Воротилась востроглазая Тонька вместе с сухонькой опрятной женщиной, по-монашески повязанной платком, отчего ее узкое с мелкими чертами личико выглядело словно у богоматери в ризнице на иконе. Лет ей, наверное, было столько, сколько моей маме, будь та жива, — немногим более сорока, и взгляд у нее был такой же, как у мамы, близорукий, временами беспомощный. Звали ее Евгения Анисимовна, но никто в деревне по имени-отчеству ее не величал, а за дробность и какую-то бабью беззащитность снисходительно ласково звали Еночкой.
Прислонившись к дверному косяку, она терпеливо ждала, что ей скажет председатель. Тонька присела рядом на лавку и, одернув платьишко, коротко поглядывала то на меня, то на свои босые ноги.
— Управилась с огородом? — спросил Арсентий Васильевич.
Еночка вздохнула:
— Гряды еще не копаны. Седня Аганюшке пособляю. Вчера мне картошку садили, седня — ей. Иначе как…
— Ты вот че, — Арсентий Васильевич не дослушал. — Парня этого на фатеру пусти. — Он кивнул в мою сторону. — Вишь — на место Василия Ивановича прислали. Человека.
Еночка посмотрела на меня и тихонечко кашлянула:
— Пущай живет, места не жалко.

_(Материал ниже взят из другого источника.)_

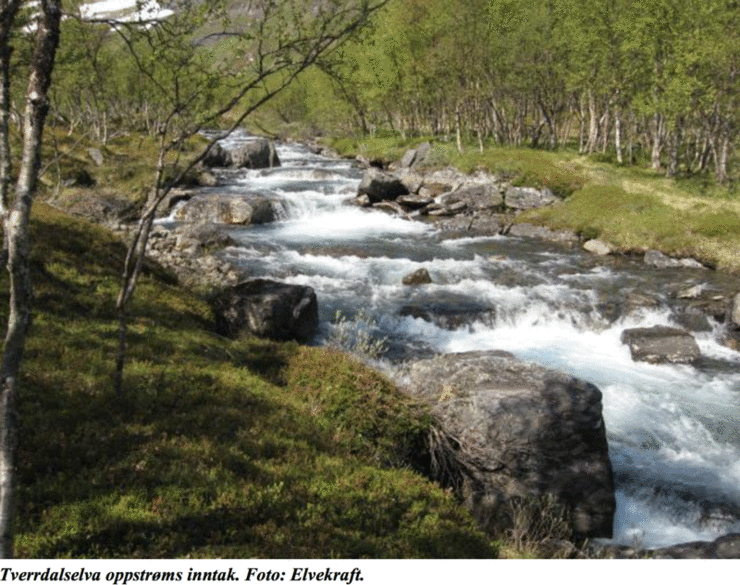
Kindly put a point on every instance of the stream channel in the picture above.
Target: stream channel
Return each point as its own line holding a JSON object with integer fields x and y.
{"x": 673, "y": 430}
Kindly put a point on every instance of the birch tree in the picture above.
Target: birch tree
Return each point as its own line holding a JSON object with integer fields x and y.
{"x": 202, "y": 65}
{"x": 15, "y": 216}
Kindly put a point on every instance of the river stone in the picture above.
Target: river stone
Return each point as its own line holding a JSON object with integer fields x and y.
{"x": 266, "y": 308}
{"x": 226, "y": 209}
{"x": 660, "y": 345}
{"x": 735, "y": 315}
{"x": 519, "y": 430}
{"x": 660, "y": 260}
{"x": 598, "y": 247}
{"x": 380, "y": 186}
{"x": 96, "y": 155}
{"x": 420, "y": 276}
{"x": 258, "y": 153}
{"x": 412, "y": 180}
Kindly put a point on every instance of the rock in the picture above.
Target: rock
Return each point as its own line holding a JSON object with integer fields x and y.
{"x": 529, "y": 198}
{"x": 420, "y": 276}
{"x": 450, "y": 316}
{"x": 258, "y": 153}
{"x": 408, "y": 158}
{"x": 416, "y": 156}
{"x": 226, "y": 209}
{"x": 691, "y": 263}
{"x": 414, "y": 201}
{"x": 391, "y": 207}
{"x": 598, "y": 247}
{"x": 516, "y": 430}
{"x": 268, "y": 309}
{"x": 477, "y": 197}
{"x": 693, "y": 292}
{"x": 735, "y": 314}
{"x": 660, "y": 260}
{"x": 380, "y": 186}
{"x": 660, "y": 344}
{"x": 202, "y": 238}
{"x": 96, "y": 155}
{"x": 527, "y": 230}
{"x": 725, "y": 547}
{"x": 442, "y": 210}
{"x": 412, "y": 180}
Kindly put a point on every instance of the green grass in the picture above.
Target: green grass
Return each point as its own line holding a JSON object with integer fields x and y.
{"x": 634, "y": 208}
{"x": 218, "y": 448}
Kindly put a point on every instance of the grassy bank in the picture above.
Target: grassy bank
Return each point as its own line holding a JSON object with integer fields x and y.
{"x": 634, "y": 208}
{"x": 219, "y": 448}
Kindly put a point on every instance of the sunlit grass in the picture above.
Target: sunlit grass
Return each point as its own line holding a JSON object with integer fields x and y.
{"x": 218, "y": 448}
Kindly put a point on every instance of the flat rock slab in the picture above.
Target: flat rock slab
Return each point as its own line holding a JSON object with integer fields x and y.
{"x": 661, "y": 345}
{"x": 519, "y": 430}
{"x": 266, "y": 308}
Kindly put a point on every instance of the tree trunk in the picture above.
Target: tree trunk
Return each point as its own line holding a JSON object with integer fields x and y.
{"x": 17, "y": 234}
{"x": 657, "y": 141}
{"x": 8, "y": 10}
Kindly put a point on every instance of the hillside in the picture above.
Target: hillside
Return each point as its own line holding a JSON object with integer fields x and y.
{"x": 218, "y": 448}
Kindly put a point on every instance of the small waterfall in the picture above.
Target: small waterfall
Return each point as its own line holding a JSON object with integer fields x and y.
{"x": 674, "y": 431}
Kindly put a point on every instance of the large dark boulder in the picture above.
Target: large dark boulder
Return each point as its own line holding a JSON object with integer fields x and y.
{"x": 661, "y": 345}
{"x": 380, "y": 186}
{"x": 258, "y": 153}
{"x": 266, "y": 308}
{"x": 513, "y": 431}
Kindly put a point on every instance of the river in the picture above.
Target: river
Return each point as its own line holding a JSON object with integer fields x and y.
{"x": 673, "y": 431}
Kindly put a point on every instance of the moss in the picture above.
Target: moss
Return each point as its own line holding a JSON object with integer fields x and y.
{"x": 239, "y": 449}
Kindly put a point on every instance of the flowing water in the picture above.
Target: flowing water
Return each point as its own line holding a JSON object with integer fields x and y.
{"x": 673, "y": 431}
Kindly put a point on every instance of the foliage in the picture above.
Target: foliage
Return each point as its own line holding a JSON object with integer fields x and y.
{"x": 288, "y": 471}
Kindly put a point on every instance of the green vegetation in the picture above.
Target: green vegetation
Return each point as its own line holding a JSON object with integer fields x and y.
{"x": 222, "y": 448}
{"x": 632, "y": 208}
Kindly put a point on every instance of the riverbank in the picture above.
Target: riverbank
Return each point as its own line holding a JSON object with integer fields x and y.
{"x": 218, "y": 448}
{"x": 322, "y": 381}
{"x": 632, "y": 208}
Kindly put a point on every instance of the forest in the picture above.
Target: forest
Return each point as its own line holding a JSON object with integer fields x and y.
{"x": 642, "y": 84}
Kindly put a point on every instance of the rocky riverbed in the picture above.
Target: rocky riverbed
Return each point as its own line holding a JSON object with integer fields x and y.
{"x": 442, "y": 274}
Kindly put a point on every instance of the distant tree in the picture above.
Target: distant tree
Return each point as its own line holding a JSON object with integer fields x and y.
{"x": 15, "y": 213}
{"x": 212, "y": 64}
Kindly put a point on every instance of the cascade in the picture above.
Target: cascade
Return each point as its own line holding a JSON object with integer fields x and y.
{"x": 673, "y": 431}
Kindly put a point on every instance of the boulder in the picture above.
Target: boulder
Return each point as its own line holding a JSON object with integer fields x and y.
{"x": 416, "y": 156}
{"x": 661, "y": 344}
{"x": 412, "y": 180}
{"x": 529, "y": 198}
{"x": 513, "y": 431}
{"x": 258, "y": 153}
{"x": 380, "y": 186}
{"x": 226, "y": 209}
{"x": 724, "y": 547}
{"x": 268, "y": 309}
{"x": 598, "y": 247}
{"x": 420, "y": 276}
{"x": 483, "y": 196}
{"x": 527, "y": 230}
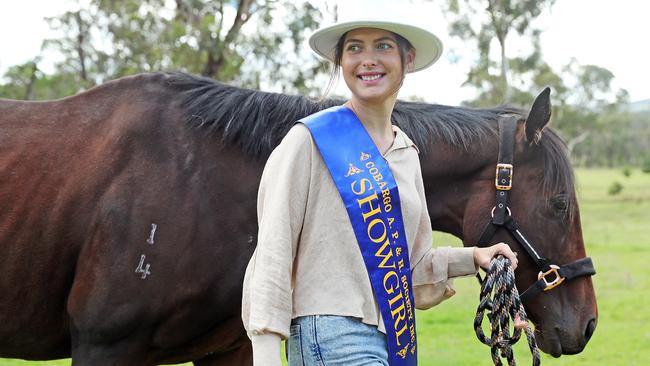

В огороде досадим, зайду за ним.
Подумав, достала из кармана фартука ржаной калачик и протянула мне:
— Возьми. Давеча Аганюшка угостила. А ты, поди-ко, еще и не ел седня.
Улыбнулась, просветлев лицом, и снова легонько вздохнула.
— Крупы на него получи полтора килограмма, — сказал председатель. — Скажи Тихонычу — я велел. Пусть запишет в ведомость. Поглядим, че получится. А то Тоньку учиться на счетовода пошлем.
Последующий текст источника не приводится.